Construction sector continues recovery in November

Monday 09 December 2013 18.27
November sees a third growth of jobs growth, latest Construction PMI shows
November sees a third growth of jobs growth, latest Construction PMI shows

The recovery in the construction sector is continuing to gain traction, according to the latest Construction Purchasing Managers Index from Ulster Bank.

The PMI, which tracks changes in total construction industry, remained well above the 50 no-change mark in November. It showed a reading of 58.8, down from the reading of 59.4 in October. 

November saw a third month of jobs growth in the sector, while strong growth in activity and new orders was also registered in the month.

Ulster Bank said that business sentiment was at its highest since the survey began in 2000 and reflected the number of new projects underway, the prospect of further new order growth in coming months and a general sense of optimism in the economy.

The index looks at three segments of the construction industry, housing, commercial and civl engineering.

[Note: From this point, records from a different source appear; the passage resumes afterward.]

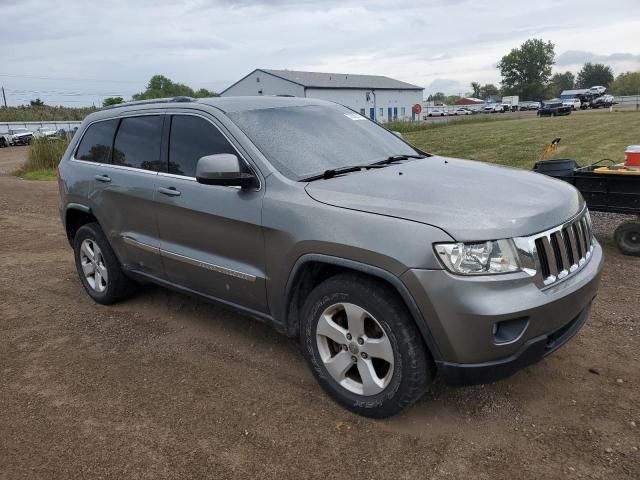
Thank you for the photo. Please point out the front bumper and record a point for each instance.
(461, 314)
(531, 352)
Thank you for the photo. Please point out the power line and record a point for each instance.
(69, 79)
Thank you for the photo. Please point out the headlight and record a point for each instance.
(484, 258)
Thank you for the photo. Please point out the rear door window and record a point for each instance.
(97, 141)
(190, 139)
(138, 142)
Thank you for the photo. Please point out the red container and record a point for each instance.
(632, 156)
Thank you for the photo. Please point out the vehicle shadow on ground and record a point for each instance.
(442, 405)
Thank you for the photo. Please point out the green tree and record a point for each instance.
(593, 74)
(488, 90)
(160, 86)
(560, 82)
(526, 70)
(112, 101)
(626, 84)
(475, 86)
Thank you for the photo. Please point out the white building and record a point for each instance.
(379, 98)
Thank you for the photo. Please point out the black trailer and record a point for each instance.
(612, 189)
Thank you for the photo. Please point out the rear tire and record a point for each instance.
(98, 267)
(349, 315)
(627, 237)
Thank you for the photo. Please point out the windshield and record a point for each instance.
(306, 140)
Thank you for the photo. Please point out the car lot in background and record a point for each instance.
(573, 103)
(437, 112)
(553, 109)
(44, 132)
(598, 89)
(18, 136)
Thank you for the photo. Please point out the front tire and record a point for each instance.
(98, 267)
(363, 346)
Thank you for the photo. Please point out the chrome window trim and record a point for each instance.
(530, 257)
(189, 260)
(119, 117)
(204, 117)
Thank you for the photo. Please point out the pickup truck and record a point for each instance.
(552, 109)
(19, 136)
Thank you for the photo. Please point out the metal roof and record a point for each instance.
(336, 80)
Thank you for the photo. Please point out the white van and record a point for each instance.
(574, 103)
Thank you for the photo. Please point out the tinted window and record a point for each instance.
(192, 138)
(138, 142)
(306, 140)
(96, 143)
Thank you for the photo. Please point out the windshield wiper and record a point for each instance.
(332, 172)
(396, 158)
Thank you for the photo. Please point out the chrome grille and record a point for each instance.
(557, 253)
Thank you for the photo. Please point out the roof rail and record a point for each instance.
(151, 100)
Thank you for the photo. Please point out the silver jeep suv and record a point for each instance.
(390, 265)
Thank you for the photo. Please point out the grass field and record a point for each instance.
(42, 161)
(586, 137)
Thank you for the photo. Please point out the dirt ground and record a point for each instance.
(163, 386)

Activity in both the housing and commercial sectors rose strongly again in November, with rates of expansion easing only slightly from the previous month.

While, the civil engineering sector continued to see a fall in activity, the pace of reduction remained much slower than earlier in the year.

Ulster Bank's chief economist Simon Barry said that in keeping with the pattern of the last several months, the improvements are being underpinned by recoveries in both the housing and commercial arenas where activity has now increased in each of the past five and four months respectively.

The economist said that near-term prospects for the sector appear favourable, judging by a further acceleration in the rate of growth of new business.  

"Of course activity levels in construction remain extremely low following the 2007-13 crash.  So, to reiterate a point we have made previously, the recent improvements in construction activity and confidence - as welcome as they are - need to be seen in the context of the huge declines of recent years," Mr Barry added.